When Comedians Attack

You’re NOT going to believe this!

Class action sought for ‘Dr. Phil’ diet suit
Unhappy dieters say they lost dollars, not pounds

fatty

Of all the people that you see on television, you’re going to take weight loss supplements with a picture of WHOSE double chin on it?

I have a version of the Dr. Phil Ultimate Weight Solution:

The first step is acquiring a life size cut out of the portly television personality. There are many Kinkos that will do this cheaper than the price of his book. If you really want to be a purist – get a photo of him nude.

Then you put that cut out in the room where you have most of your meals. If you’re like me, there is only one room, besides the bathroom to choose from. Note: most restaurants will not be into this diet program. You can scream about Free Speech – write letters with attorney stationery – try to stage a protest yadda yadda – but little can be done for them to accommodate you while on this diet. Best done on your own property where decency isn’t enforced…YET.

Now it takes a lot of self-control, but it is imperative to the diet’s success that you look at your cut-out during meals and:

  • Ponder the exploitation of weakness.
  • Question the validity of the claims.
  • Think about fleecing of the over-weight.
  • Then REPEAT.

    Feel the burn? That’s your common sense muscle getting a work out! Didn’t know you had one of those? It’s one of the many life-fulfilling benefits of this simple diet.

    This AMAZING life-changing plan can be YOURS! Simple send 3 installments of $19.95 to my PayPal account. And tune in daily to The Sardonic Sideshow, for more helpful tips.

     

    Free Therapy and Beauty Tips

    therapy

    Using Vitamin E can make you look ten years younger.

    vitamin

    It gave me pimples and appalling fashion sense!

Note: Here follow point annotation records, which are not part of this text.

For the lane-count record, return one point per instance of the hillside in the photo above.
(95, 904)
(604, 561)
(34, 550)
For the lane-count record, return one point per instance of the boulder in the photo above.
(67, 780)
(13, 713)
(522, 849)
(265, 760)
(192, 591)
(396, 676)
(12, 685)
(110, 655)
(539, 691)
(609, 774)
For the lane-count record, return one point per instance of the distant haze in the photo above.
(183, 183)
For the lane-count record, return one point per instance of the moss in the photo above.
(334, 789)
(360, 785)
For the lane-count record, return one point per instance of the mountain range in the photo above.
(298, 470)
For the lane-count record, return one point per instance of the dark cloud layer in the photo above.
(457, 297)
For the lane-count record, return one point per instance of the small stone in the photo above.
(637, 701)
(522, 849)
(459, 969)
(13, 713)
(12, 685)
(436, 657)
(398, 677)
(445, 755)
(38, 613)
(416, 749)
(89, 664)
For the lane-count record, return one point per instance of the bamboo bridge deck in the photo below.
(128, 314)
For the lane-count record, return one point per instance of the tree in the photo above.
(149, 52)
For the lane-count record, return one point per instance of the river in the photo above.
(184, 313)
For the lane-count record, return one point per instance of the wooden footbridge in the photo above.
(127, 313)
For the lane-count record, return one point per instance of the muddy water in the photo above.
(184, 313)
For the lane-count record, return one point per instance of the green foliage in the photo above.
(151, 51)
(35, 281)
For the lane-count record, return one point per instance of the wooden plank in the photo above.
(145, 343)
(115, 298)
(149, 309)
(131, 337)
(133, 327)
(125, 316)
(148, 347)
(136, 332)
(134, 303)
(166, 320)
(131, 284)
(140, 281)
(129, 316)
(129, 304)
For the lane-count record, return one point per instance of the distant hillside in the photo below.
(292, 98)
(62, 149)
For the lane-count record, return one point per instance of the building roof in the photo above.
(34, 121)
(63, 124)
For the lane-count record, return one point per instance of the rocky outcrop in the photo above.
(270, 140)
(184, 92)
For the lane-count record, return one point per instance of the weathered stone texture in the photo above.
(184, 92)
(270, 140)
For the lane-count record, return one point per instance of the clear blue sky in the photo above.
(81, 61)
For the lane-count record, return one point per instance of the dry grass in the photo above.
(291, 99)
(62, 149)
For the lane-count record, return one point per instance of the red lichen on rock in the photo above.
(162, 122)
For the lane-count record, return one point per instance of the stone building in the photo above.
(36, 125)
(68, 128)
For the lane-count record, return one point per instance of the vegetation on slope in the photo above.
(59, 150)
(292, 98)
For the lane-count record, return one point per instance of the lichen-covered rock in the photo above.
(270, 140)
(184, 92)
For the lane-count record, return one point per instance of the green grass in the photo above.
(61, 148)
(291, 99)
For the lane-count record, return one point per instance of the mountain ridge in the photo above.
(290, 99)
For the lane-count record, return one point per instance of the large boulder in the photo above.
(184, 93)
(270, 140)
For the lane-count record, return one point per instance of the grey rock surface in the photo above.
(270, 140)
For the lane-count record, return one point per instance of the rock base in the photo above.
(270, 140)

    Amazing how well it works!

    Unrequited crushes on dimwitted jocks – here I come!

     

    Some More Free Therapy

    therapy

    Just because you have a cell phone, unlimited long distance calling, text messaging, instant messaging and email does not mean that you have anything to say.

     

    For the guys

    If an activist pharmacist won’t fill your prescription for Cialis. Trust that she has society’s best interests in mind.

     

    Politics aside

    We here at The Sardonic Sideshow…okay me here, have decided to step away from current events and try some new topics. In an attempt to broaden my readership and cash in on miserable people, here is the new bit:

    The first bit of advice is for the ladies:

    Don’t change for a man. A guy sleeping with you does not give you self-esteem.

    It’s LOTS of guys sleeping with you that gives you self-esteem.